Once again the one thing that must be mentioned off the bat has to be the continued development of Sam Scudder, the Mirror Master, under Buccellato’s steadied and guided hands. He’s become not just a well-developed villain, but now a well-developed character in his own right. This issue packs some powerful pages and panels that really showcase how far he’s grown and, really, how far the Rogues have gone in the last couple of months. Scudder’s quest to save his lost, the comatose Glider, leads to an emotionally wrought confrontation with Weather Wizard that is filled with subtext and actual forward motion. This is the darkest moment, the belly of the beast, the “all is lost” scene, and it is sold lock, stock, and barrel.
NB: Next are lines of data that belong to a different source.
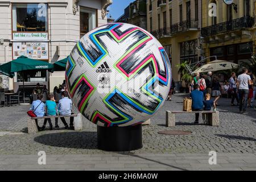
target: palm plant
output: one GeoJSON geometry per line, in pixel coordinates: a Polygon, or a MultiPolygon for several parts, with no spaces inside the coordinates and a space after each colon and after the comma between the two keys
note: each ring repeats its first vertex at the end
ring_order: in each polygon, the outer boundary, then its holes
{"type": "Polygon", "coordinates": [[[187,61],[184,61],[181,64],[179,64],[176,67],[179,69],[178,73],[180,74],[181,81],[184,81],[187,84],[191,82],[192,77],[187,69],[186,66],[188,65],[187,61]]]}

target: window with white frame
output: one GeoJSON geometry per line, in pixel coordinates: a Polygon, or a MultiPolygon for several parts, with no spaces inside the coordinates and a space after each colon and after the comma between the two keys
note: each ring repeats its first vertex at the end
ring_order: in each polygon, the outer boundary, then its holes
{"type": "Polygon", "coordinates": [[[13,4],[13,30],[47,31],[47,8],[45,3],[13,4]]]}
{"type": "Polygon", "coordinates": [[[80,6],[80,37],[96,27],[96,10],[80,6]]]}

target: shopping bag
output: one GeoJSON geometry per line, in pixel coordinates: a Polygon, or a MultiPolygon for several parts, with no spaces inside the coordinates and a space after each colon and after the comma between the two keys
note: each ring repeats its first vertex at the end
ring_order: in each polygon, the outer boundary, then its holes
{"type": "Polygon", "coordinates": [[[192,111],[192,100],[185,97],[183,100],[183,111],[192,111]]]}

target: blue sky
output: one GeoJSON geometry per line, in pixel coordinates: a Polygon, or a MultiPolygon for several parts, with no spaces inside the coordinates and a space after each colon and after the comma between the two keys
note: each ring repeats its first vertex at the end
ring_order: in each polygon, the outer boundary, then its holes
{"type": "Polygon", "coordinates": [[[125,9],[128,6],[131,2],[135,0],[113,0],[113,4],[109,6],[108,10],[109,10],[109,14],[112,16],[112,18],[116,19],[120,17],[124,13],[125,9]]]}

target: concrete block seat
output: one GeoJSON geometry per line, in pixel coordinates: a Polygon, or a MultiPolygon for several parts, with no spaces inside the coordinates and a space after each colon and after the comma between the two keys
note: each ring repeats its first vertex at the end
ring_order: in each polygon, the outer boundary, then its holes
{"type": "Polygon", "coordinates": [[[38,127],[35,123],[35,119],[45,119],[45,118],[70,118],[71,117],[74,117],[74,127],[75,130],[81,130],[82,129],[82,114],[74,114],[70,115],[51,115],[51,116],[44,116],[43,117],[36,117],[36,118],[27,118],[27,128],[28,133],[29,134],[32,134],[38,132],[38,127]]]}

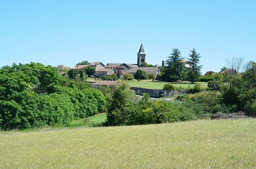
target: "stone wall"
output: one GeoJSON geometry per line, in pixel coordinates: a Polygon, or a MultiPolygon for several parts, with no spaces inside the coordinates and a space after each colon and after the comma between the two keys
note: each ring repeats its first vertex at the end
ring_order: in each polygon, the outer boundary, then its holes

What helps is Scott Hepburn’s excellent art, which I simply cannot praise enough anymore. I was apprehensive about his art, maybe it was too cartoony, maybe it was too off-model, but in the last two issues he has taken the Rogues to new heights and completely remade them into his own. I cannot imagine anyone having done this mini at this point. There are some incredibly beautiful pages in this issue. Hepburn has proven capable on not only fluid kinetic action, but also stoic, imposing, dynamic single page splashes. One of the best things that Hepburn brings to the table is his rendition of the crime enacting duo of Johnny Quick and Atomica. This is perhaps the best that they’ve been captured outside of Ivan Reis in the Justice League
, and Hepburn packs them with an extremely large punch.
Branching off from that, this issue gives a conclusive reference to the question that has been gnawing at many (including myself) – would the Crime Syndicate recognize the villains as heroes they had faced on their own Earth? Buccellato has surely been playing from Johns’ playbook and specifically takes a note from Justice League
#26, which shows the Cop version of the Rogues. It leads to a fantastically done scene that is both unsettling as it is humorous and it is the start of a trend that I hope to see continued. There can be a lot of pathos ridden final battles in the main event series if this underlying issue is brought to the forefront much like Buccellato played it. Suffice it to say that Buccellato’s writing style plays hand into hand with Johnny Quick and Atomica’s characterization. Full of zest, energy, and madcap psychotics.
The issue also brings a lot of plot threads to a close, creating a sense of finality as we head right into the closing sixth part of the story next month. We see an ingenious resolution of the fight with the Royal Flush Gang (who become periphery to the Johnny Quick threat) and also a return to some older plot threads, such as the startling and warmly done return of the Pied Piper and the Central City police force. Not to give too much away (as this is an issue that really must be experienced to fullest extent) but the final issue is going to be a blow out of monstrous proportions as the Rogues face off against an army of foes. So, should be fun then right?